Adding sampling effort biases to brms - use of 'weights' in brm

I’m using mixed model in BRMS to assess changes in species richness associated with deforestation. My data are 3-min point counts in different locations. To estimate species richness, I aggregate all the point counts of a same location. As locations are clustered within regions, I model species richness as a function of deforestation with region included as random factor. The problem is that sampling effort (i.e. the number of point counts) varies across locations. Thus, I need a model that takes into account the fact that species richness can be biased by sampling effort (species richness should increase with sampling effort). A solution I found was to fit the model as follows:

brms1 <- brm(Species.richness|weights(Sampling.effort) ~ Forest.cover + (1|Region),  
data = df,  
family=gaussian, cores = 4,   
warmup=1000, iter=2000, thin=2, chains=2, 
control = list(adapt_delta = 0.999, max_treedepth = 12)) 

Reproductible exemple

Region <-  c("Belo Horizonte", "São Paulo", "Rio de Janeiro", "Vitoria", "São Paulo", "Rio de Janeiro", "Belo Horizonte", "Rio de Janeiro", "Vitoria", "São Paulo") 
Species.richness <- c(40, 32, 24, 34, 58, 18, 28, 10, 49, 22) # Number of species recorded in the location 
Sampling.effort <- c(90, 71, 48, 82, 107, 42, 60, 20, 105, 50) # Number of point-counts used to estimate species richness in the location  
Forest.cover <- c(0.515, 0.491, 0.142, 0.374, 0.160, 0.142, 0.923, 0.693, 0.625, 0.068) # Average proportion of forest in 500m around the point counts of the location  
df <- data.frame(Region, Species.richness, Sampling.effort, Forest.cover) 

Is the implementation of the model fine? Should I transform Sampling.effort in any way? Is there a better way to do it?

  • Operating System: macOS Monterey 12.4
  • brms Version: 2.17.0


I don’t think that using weights will give you the inference that you want, but there are two techniques that potentially will:

  1. Come up with a defensible parametric form for the accumulation of sampled species as a function of effort, and model species richness that way. If the parametric form can be parameterized in terms of its asymptote, then you can treat that asymptote as a distributional parameter in a brms model.
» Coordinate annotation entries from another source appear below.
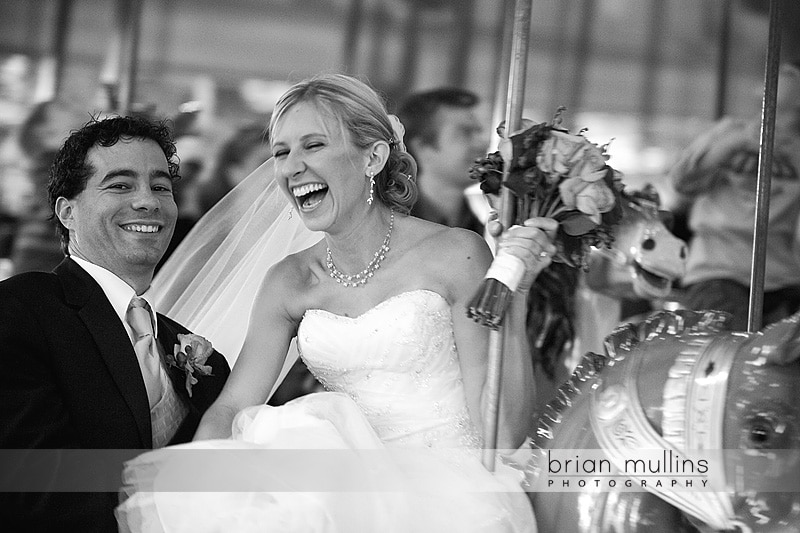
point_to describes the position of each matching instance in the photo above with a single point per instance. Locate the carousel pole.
(514, 104)
(767, 142)
(127, 90)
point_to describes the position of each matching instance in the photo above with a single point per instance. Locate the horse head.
(645, 258)
(680, 382)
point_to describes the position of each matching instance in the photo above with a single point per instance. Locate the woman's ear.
(378, 156)
(63, 210)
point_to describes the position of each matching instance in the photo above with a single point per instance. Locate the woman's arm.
(517, 393)
(269, 333)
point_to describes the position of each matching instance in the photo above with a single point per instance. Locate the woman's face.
(319, 168)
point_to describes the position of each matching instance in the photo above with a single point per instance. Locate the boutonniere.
(190, 356)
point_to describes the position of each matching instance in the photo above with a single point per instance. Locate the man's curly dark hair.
(70, 170)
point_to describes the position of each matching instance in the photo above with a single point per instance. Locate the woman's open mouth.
(309, 195)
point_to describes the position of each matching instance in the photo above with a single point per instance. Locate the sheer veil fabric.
(210, 282)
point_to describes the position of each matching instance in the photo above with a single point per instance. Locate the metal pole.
(765, 169)
(514, 105)
(724, 59)
(127, 93)
(502, 67)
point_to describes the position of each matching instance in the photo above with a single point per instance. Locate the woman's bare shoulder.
(447, 240)
(290, 278)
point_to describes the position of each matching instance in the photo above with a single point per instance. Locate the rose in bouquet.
(551, 173)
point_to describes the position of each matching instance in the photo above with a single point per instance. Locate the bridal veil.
(210, 282)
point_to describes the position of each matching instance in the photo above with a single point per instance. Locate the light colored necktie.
(140, 319)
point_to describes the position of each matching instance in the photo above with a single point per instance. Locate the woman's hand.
(531, 243)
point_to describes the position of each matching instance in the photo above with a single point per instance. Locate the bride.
(376, 303)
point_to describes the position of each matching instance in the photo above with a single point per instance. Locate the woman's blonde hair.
(362, 113)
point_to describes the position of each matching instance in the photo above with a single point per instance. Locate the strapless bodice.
(398, 361)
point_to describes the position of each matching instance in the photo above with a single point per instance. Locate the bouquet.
(551, 173)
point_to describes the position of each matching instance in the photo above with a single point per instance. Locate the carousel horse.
(676, 383)
(571, 311)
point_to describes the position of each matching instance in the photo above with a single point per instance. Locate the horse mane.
(624, 339)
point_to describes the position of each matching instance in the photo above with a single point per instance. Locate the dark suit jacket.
(69, 379)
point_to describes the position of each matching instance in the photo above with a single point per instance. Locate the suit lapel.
(112, 341)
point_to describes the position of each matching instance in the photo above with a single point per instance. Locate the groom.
(85, 361)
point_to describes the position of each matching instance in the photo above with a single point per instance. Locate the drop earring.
(371, 187)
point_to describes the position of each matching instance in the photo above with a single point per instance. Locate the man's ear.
(63, 209)
(378, 155)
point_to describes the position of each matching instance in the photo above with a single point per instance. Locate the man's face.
(461, 141)
(123, 220)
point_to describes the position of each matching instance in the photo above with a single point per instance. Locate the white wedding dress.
(390, 447)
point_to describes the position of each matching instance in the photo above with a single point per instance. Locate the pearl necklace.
(362, 277)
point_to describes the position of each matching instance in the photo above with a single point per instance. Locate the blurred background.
(649, 74)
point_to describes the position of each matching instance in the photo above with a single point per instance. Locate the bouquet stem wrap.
(551, 173)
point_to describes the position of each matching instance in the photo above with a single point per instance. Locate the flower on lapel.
(190, 356)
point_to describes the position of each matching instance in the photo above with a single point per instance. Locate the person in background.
(445, 137)
(36, 245)
(191, 149)
(245, 150)
(715, 179)
(87, 361)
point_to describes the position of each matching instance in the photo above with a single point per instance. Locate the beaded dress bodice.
(398, 362)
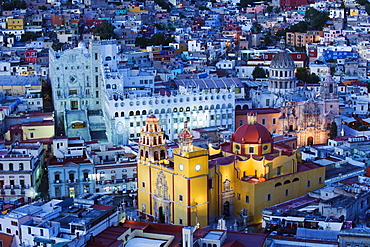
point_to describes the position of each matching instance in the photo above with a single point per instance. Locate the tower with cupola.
(191, 188)
(152, 146)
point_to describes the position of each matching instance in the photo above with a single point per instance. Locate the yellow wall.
(46, 131)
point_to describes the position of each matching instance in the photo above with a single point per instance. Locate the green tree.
(14, 4)
(258, 72)
(105, 30)
(333, 130)
(316, 19)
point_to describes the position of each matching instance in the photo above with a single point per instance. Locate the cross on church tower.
(152, 146)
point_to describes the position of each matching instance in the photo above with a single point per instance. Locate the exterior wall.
(22, 170)
(124, 123)
(66, 187)
(36, 132)
(15, 23)
(269, 120)
(79, 70)
(116, 178)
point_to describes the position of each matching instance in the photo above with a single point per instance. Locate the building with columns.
(238, 178)
(305, 113)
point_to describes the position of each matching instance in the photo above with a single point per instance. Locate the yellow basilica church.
(238, 178)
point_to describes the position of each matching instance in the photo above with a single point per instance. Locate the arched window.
(278, 184)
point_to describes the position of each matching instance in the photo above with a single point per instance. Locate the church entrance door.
(227, 208)
(310, 141)
(161, 215)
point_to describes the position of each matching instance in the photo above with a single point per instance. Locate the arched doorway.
(161, 215)
(227, 208)
(310, 141)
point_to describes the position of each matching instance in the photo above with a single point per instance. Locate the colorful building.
(238, 178)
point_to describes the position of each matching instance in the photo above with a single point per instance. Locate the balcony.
(72, 181)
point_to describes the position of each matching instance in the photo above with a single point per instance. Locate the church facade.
(238, 178)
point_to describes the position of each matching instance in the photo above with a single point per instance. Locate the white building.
(22, 169)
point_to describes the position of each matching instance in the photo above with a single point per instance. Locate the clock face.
(181, 167)
(198, 167)
(73, 79)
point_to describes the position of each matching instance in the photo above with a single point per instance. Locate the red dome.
(252, 133)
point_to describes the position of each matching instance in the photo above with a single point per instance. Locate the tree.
(316, 19)
(258, 72)
(105, 30)
(333, 130)
(14, 4)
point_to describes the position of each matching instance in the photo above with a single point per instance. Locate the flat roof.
(139, 242)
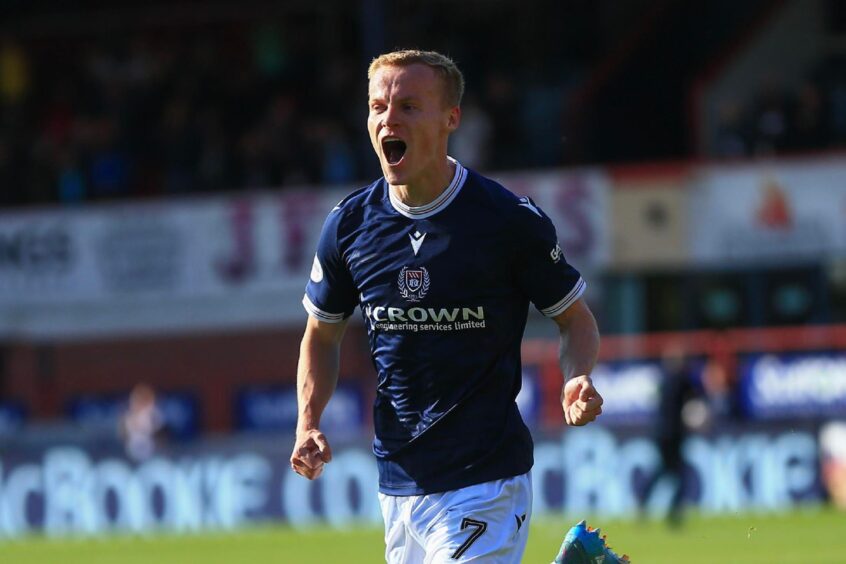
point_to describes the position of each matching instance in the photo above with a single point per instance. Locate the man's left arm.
(579, 347)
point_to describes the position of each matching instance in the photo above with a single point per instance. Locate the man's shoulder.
(497, 197)
(358, 199)
(349, 211)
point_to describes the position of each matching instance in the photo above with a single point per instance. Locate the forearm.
(579, 344)
(317, 376)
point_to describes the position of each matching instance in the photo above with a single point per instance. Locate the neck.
(427, 189)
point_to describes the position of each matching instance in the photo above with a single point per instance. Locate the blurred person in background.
(679, 409)
(443, 264)
(833, 464)
(142, 425)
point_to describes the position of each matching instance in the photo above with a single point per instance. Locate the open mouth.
(394, 149)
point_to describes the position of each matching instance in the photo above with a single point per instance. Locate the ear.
(453, 118)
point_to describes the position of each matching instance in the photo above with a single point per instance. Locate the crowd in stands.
(786, 119)
(146, 114)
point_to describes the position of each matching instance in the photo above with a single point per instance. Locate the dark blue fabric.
(445, 325)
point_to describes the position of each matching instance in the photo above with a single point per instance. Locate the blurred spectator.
(770, 120)
(808, 122)
(731, 139)
(14, 72)
(142, 425)
(675, 418)
(471, 143)
(833, 466)
(252, 104)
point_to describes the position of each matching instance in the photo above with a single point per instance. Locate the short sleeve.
(545, 276)
(330, 294)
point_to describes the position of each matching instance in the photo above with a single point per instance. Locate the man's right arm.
(317, 375)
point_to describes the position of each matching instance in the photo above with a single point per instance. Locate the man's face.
(409, 122)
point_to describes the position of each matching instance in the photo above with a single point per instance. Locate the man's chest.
(429, 261)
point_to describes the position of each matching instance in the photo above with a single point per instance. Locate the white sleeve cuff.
(568, 300)
(319, 314)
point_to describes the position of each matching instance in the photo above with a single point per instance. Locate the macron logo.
(527, 203)
(416, 241)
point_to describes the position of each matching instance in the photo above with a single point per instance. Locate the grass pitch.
(807, 537)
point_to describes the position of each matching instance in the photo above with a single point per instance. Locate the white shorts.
(486, 522)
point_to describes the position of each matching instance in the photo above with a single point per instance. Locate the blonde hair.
(444, 66)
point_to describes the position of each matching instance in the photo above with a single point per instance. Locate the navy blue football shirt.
(444, 290)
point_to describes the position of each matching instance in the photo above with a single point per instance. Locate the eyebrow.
(399, 100)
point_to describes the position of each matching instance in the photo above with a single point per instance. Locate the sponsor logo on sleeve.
(316, 271)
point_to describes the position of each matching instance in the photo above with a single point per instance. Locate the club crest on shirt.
(413, 283)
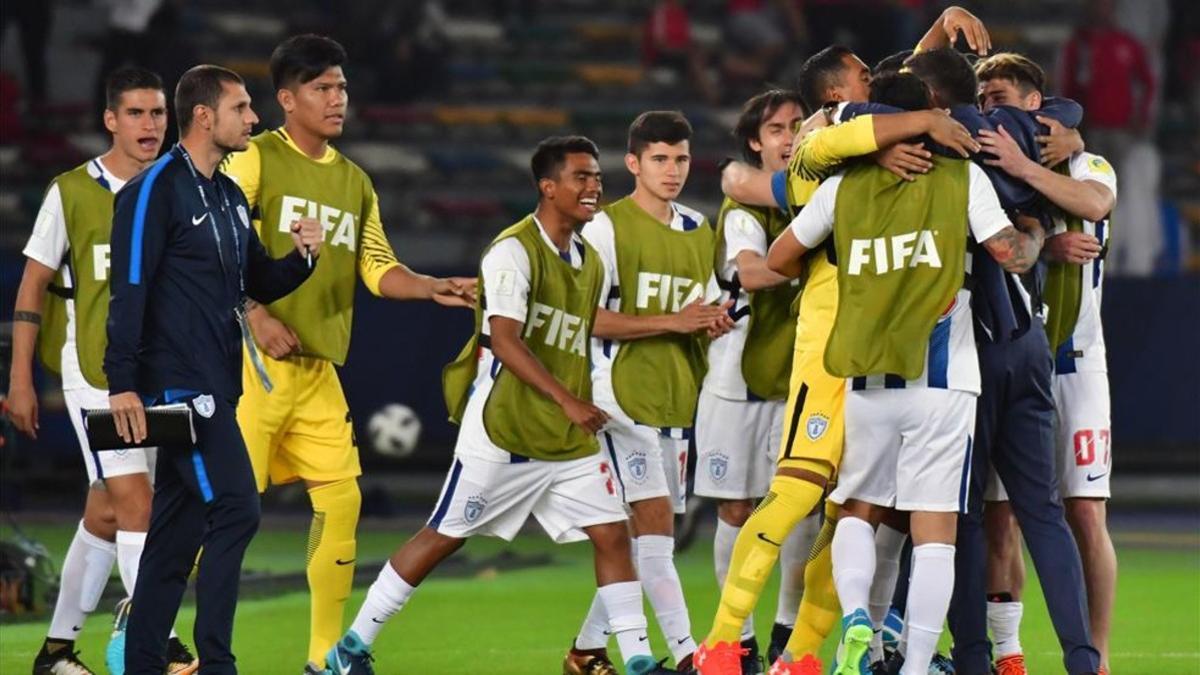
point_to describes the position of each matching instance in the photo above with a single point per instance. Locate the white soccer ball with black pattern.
(395, 430)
This will require implementing a custom family in brms, or implementing the model directly in Stan. In either case, you will need to write some Stan code.
  2. Given that you are working with repeat visits, use the framework of the multi-species occupancy model to explicitly account for non-detections and estimate site-specific species richness that way. The R package flocker (GitHub - jsocolar/flocker: flexible occupancy estimation in R) implements the necessary custom families so that these models can be fit as brms models.